The development and differentiation of Th17 cells are controlled by local cytokines that include IL-6, TGF-β, IL-21, and IL-23 (4, 12, 13). Several recent studies also proposed that alterations of the composition of commensal bacteria are associated with Th17 cell differentiation in the intestines. In a recent study, Zaph et al. (14) noted that intestinal commensal bacteria are required to limit the frequency of Th17 cells in the large intestine. They proposed that commensal bacteria-dependent IL-25 expression by epithelial cells could suppress Th17 cells by inhibiting expression of macrophage-derived IL-23 (14). In contrast, ATP from commensal bacteria may help induce the differentiation of CD4+ T cells into the Th17 cells of the small intestine (SI) (15).
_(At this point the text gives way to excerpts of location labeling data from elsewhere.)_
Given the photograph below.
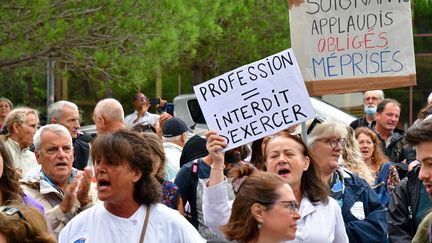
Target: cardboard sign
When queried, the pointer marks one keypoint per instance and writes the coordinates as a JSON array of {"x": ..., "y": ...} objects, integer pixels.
[
  {"x": 353, "y": 45},
  {"x": 255, "y": 100}
]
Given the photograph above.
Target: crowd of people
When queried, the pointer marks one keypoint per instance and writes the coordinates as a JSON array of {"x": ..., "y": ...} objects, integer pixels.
[{"x": 147, "y": 178}]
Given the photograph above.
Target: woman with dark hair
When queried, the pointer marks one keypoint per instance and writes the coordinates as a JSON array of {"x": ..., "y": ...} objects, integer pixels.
[
  {"x": 264, "y": 210},
  {"x": 364, "y": 215},
  {"x": 130, "y": 211},
  {"x": 385, "y": 174},
  {"x": 10, "y": 190},
  {"x": 287, "y": 156},
  {"x": 170, "y": 194},
  {"x": 23, "y": 224}
]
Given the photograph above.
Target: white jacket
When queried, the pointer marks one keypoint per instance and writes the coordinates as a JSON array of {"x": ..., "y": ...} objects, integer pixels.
[{"x": 318, "y": 223}]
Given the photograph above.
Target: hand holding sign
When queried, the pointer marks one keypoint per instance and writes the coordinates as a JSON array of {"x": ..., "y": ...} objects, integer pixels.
[{"x": 255, "y": 100}]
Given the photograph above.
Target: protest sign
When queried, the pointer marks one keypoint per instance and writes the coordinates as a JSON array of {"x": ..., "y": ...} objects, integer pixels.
[
  {"x": 353, "y": 45},
  {"x": 255, "y": 100}
]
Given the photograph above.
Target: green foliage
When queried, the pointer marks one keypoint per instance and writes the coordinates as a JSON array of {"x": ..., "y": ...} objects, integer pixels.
[{"x": 114, "y": 47}]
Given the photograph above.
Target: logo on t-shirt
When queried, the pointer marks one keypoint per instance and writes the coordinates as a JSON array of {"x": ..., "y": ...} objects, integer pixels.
[{"x": 80, "y": 240}]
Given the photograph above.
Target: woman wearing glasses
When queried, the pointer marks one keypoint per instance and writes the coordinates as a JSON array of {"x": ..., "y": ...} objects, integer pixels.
[
  {"x": 23, "y": 224},
  {"x": 364, "y": 215},
  {"x": 264, "y": 210},
  {"x": 287, "y": 156},
  {"x": 10, "y": 190}
]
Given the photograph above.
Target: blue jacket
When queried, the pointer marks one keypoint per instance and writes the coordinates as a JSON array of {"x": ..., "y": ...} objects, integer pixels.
[{"x": 373, "y": 228}]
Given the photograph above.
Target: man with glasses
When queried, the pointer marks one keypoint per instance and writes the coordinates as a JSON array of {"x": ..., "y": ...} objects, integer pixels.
[
  {"x": 63, "y": 190},
  {"x": 371, "y": 99},
  {"x": 387, "y": 118},
  {"x": 21, "y": 125},
  {"x": 66, "y": 114}
]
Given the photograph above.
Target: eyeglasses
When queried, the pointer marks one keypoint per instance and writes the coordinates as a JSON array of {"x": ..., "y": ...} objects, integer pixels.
[
  {"x": 292, "y": 205},
  {"x": 333, "y": 141},
  {"x": 10, "y": 211},
  {"x": 317, "y": 120}
]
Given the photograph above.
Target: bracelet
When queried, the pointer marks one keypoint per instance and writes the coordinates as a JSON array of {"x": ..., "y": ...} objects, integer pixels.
[{"x": 217, "y": 167}]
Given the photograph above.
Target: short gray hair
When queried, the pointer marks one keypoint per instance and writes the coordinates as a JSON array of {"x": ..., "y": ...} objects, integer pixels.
[
  {"x": 56, "y": 128},
  {"x": 379, "y": 92},
  {"x": 326, "y": 129},
  {"x": 172, "y": 139},
  {"x": 19, "y": 116},
  {"x": 110, "y": 109},
  {"x": 56, "y": 109}
]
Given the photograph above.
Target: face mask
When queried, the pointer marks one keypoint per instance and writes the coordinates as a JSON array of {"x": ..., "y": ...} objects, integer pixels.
[{"x": 370, "y": 111}]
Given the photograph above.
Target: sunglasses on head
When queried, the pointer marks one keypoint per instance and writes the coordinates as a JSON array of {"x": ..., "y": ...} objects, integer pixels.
[
  {"x": 10, "y": 211},
  {"x": 317, "y": 120}
]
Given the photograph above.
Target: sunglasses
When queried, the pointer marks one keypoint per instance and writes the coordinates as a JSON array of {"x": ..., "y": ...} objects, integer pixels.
[
  {"x": 317, "y": 120},
  {"x": 292, "y": 205},
  {"x": 10, "y": 211}
]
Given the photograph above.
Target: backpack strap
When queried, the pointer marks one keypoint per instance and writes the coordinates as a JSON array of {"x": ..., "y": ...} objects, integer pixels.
[{"x": 384, "y": 172}]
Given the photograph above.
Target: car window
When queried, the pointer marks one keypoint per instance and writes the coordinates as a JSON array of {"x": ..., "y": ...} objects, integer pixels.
[{"x": 195, "y": 111}]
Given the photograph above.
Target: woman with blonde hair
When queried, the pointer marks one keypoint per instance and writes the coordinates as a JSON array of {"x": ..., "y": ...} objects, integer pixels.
[
  {"x": 288, "y": 157},
  {"x": 364, "y": 216},
  {"x": 24, "y": 224},
  {"x": 352, "y": 158},
  {"x": 170, "y": 194}
]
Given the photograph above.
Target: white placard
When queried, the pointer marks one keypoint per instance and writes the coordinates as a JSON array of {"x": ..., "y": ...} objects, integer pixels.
[
  {"x": 349, "y": 40},
  {"x": 255, "y": 100}
]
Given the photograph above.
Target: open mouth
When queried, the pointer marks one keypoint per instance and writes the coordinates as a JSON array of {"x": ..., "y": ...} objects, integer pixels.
[
  {"x": 60, "y": 164},
  {"x": 101, "y": 183},
  {"x": 283, "y": 172}
]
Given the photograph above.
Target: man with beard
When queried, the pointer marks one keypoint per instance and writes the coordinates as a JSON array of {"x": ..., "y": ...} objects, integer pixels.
[
  {"x": 66, "y": 114},
  {"x": 371, "y": 99},
  {"x": 191, "y": 190}
]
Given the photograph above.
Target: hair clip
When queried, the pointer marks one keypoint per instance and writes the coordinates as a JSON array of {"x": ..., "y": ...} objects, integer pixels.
[{"x": 237, "y": 183}]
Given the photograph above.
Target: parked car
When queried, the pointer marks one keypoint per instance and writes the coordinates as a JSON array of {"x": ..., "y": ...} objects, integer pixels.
[{"x": 186, "y": 107}]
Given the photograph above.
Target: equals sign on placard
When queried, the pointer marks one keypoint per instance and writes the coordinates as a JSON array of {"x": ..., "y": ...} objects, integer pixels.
[{"x": 249, "y": 94}]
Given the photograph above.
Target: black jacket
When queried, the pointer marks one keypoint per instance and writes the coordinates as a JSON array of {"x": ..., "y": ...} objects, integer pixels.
[
  {"x": 403, "y": 208},
  {"x": 81, "y": 151},
  {"x": 373, "y": 228}
]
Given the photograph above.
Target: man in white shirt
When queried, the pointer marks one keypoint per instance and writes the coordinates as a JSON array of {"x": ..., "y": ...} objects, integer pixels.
[
  {"x": 141, "y": 105},
  {"x": 21, "y": 124},
  {"x": 108, "y": 116},
  {"x": 174, "y": 134}
]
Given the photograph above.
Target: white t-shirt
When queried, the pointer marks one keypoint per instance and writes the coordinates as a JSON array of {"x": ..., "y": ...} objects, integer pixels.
[{"x": 96, "y": 224}]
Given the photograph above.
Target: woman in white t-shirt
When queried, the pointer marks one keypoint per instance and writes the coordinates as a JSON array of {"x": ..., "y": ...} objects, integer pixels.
[
  {"x": 286, "y": 155},
  {"x": 129, "y": 211}
]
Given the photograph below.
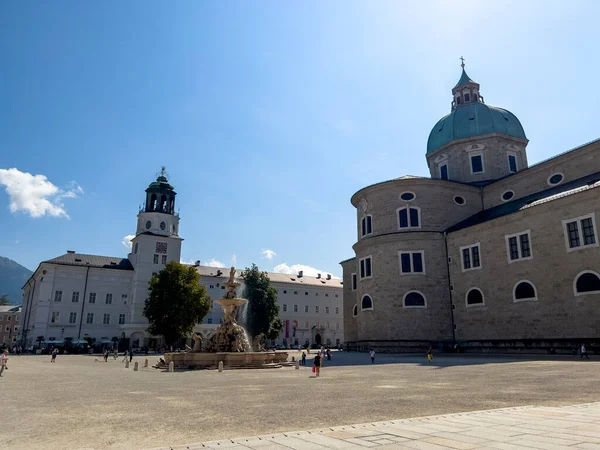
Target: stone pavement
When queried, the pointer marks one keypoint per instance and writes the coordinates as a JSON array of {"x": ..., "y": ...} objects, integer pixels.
[{"x": 527, "y": 427}]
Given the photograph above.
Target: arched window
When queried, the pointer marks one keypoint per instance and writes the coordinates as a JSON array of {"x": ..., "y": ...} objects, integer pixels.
[
  {"x": 414, "y": 299},
  {"x": 587, "y": 282},
  {"x": 475, "y": 297},
  {"x": 409, "y": 217},
  {"x": 524, "y": 291}
]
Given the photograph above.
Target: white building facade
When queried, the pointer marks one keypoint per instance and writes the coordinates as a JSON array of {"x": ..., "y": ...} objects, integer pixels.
[{"x": 79, "y": 296}]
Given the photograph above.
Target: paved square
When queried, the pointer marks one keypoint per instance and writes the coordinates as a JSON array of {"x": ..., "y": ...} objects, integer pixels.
[{"x": 81, "y": 403}]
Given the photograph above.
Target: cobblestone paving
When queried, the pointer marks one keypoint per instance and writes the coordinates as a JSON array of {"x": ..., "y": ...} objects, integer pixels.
[
  {"x": 81, "y": 402},
  {"x": 548, "y": 428}
]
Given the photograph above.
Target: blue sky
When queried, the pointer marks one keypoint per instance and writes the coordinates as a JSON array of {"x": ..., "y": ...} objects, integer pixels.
[{"x": 268, "y": 115}]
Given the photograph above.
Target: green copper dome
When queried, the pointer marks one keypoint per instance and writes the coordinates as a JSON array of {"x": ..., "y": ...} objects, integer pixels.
[{"x": 474, "y": 119}]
Furthermore, differentiation of Th17 cells in the intestines is correlated with the presence of cytophaga-flavobacter-bacteroidetes bacteria and is independent of TLR, IL-21, or IL-23 signaling, but requires appropriated TGF-β activation (16). The composition of intestinal microbiome thus regulates Th17 cell differentiation in the gut.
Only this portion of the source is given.